1. Vision-Language Cross-Attention: Using concept words as anchors to extract target concepts from images

Directly using global features from the concept image brings in irrelevant content—this is the root cause of why existing tuning-free methods "copy-paste the whole object" when handling pose/material. Here, concept words are used as anchors for directional extraction: the concept word is passed through a CLIP text encoder and an MLP mapping layer to obtain a neutral feature, which is then projected into \(N\) queries (each with sinusoidal positional encoding to distinguish DiT blocks). The concept image passes through a CLIP image encoder to provide keys/values. Visual features for each block are extracted via \(\text{Attention}(Q_i, K, V)\). Leveraging CLIP's inherent image-text alignment, the concept word acts as a key to guide attention toward parts of the image that truly belong to the concept.

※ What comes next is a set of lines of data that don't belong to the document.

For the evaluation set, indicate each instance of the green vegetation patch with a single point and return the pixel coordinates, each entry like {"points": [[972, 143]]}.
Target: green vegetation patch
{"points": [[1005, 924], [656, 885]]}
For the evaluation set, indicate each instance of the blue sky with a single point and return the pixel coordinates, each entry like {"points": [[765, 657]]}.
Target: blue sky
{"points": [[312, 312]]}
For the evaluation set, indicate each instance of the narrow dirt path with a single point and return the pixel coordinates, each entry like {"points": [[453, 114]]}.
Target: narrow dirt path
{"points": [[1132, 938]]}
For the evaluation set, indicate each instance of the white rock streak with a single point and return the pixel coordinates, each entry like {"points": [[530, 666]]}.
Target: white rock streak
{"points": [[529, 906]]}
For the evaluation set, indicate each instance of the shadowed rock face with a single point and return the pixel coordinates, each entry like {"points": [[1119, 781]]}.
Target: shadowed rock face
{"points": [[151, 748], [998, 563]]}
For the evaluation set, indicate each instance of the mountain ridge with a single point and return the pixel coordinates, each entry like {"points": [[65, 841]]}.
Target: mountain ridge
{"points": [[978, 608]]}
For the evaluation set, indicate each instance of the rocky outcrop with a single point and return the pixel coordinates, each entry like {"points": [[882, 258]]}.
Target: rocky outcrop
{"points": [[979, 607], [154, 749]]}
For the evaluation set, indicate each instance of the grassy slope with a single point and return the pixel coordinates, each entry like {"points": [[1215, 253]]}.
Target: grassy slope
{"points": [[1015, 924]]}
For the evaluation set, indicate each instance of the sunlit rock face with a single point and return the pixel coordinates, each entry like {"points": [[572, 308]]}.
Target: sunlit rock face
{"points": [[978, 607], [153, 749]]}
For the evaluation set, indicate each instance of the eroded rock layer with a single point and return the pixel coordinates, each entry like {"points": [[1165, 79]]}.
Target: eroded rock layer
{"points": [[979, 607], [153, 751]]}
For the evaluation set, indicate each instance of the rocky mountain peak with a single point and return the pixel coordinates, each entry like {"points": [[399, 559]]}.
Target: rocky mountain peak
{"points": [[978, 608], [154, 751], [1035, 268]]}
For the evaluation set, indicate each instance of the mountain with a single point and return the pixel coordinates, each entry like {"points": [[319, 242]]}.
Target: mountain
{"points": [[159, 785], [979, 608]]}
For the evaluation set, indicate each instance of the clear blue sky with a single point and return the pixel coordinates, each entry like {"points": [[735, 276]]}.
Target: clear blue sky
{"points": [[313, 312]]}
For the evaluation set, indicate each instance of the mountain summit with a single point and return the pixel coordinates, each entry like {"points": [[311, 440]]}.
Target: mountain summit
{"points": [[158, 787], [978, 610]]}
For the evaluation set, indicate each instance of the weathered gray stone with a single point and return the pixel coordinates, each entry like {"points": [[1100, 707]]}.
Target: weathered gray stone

2. Mixture-of-Experts (MoE) Projection: Mapping different concept types to modulation space via clustering-based routing

Extracted visual features must be mapped into the DiT modulation space. However, mapping patterns for objects, materials, and poses differ significantly, making it difficult for a single MLP to learn. Thus, 12 expert MLPs are introduced, each responsible for a category of concepts with similar mapping patterns. Routing uses a parameter-free scheme: k-means clustering is performed on neutral features of all concept words in the training set, and concepts are assigned to experts based on cluster results. This avoids the expert imbalance common in learnable linear gating (where a few experts are repeatedly selected while others remain idle) by naturally distributing concepts according to feature distribution.

3. VLM-guided Pre-training: Bridging the image–modulation gap with text descriptions first

There is a huge gap between the concept image space and the DiT modulation space, making end-to-end training difficult to converge (removing this step causes CP·PF to plunge from 0.62 to 0.17). The authors first perform a lightweight pre-training to give Mod-Adapter a solid initialization: a VLM generates a detailed text description \(p^+\) (e.g., "transparent cyan-green glass surface") for the concept image. This description is encoded and used as a supervision signal for the modulation space, aligning Mod-Adapter's output with it. The pre-training loss is:

\[\mathcal{L}_{\text{pretrain}} = \frac{1}{N}\sum_{i=1}^N \big\|F_i^+ - \mathcal{M}(\text{CLIP}(p^+))\big\|_2^2\]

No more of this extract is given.